What is the alternative? If you’re suggesting padding the memref to (say) memref<?8xf32>? If so, won’t that be a part of the memref dimension bounds?

To summarize, we have two problems under discussion:

  1. There is a need to inform load/stores with alignment hints for vectorized loads.
  2. There might be a need to exhibit alignment information in the function signature using some MLIR mechanism.

Embedding alignment in types gives us both 1) and 2) as a package. Putting attributes on function arguments also gives us both. On the other hand, the assument_alignment operation gives us 1) but not 2).

For 2), we have some annotation mechanism, implemented as either attributes on function args or alignment in types. I don’t see much benefits beyond better compile-time checking. For example, without any implementation of 2), it’s good enough for the callee creator to document (in human text) the callee with alignment requirements and announce UB on invalid input.

I’d argue against having 2) in the Standard dialect, as 2) looks like a problem that should be solved in a frontend language / dialect / upper level.

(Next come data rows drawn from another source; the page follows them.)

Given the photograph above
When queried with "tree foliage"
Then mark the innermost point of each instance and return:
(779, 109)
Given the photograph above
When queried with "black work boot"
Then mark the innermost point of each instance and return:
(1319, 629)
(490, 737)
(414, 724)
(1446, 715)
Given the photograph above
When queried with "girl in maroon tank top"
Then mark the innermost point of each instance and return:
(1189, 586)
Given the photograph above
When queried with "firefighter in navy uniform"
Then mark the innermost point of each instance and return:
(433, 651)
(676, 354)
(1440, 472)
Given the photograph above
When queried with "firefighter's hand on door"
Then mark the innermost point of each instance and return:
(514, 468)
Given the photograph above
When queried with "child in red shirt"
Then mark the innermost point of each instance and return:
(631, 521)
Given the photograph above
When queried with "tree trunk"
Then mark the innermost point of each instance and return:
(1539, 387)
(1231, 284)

This observation points at adding assume_alignment as the path forward, and leave 2) for another time (at least for my project).

My understanding is that assume_alignment is just a hint. It doesn’t change the semantics of a valid program, just put UBs on the invalid ones per user contract (aka alignment contract). From this perspective, no-op is a valid implementation for assume_alignment for your case.

To echo with Sanjoy, is there more we can do to improve in this specific case? If so, maybe indeed we want to put all solutions into a coherent framework.

I didn’t mean assume_alignment to be a hint; it’s exactly like LLVM’s @llvm.assume intrinsic. It just says the alignment is that and it would be UB if that doesn’t hold true. (It’s not an assert - so we won’t abort.) Also, it works in both dominance and post dominance scenarios. But since we are modeling an alignment that is constant and obviously holds for the value’s entire lifetime, it doesn’t make sense to have the assume_alignment ops on subset control flow paths of the value. So, the assume will in practice always either dominate or post dominate each use of that value.

And yes, this will be a no-op for final code generation.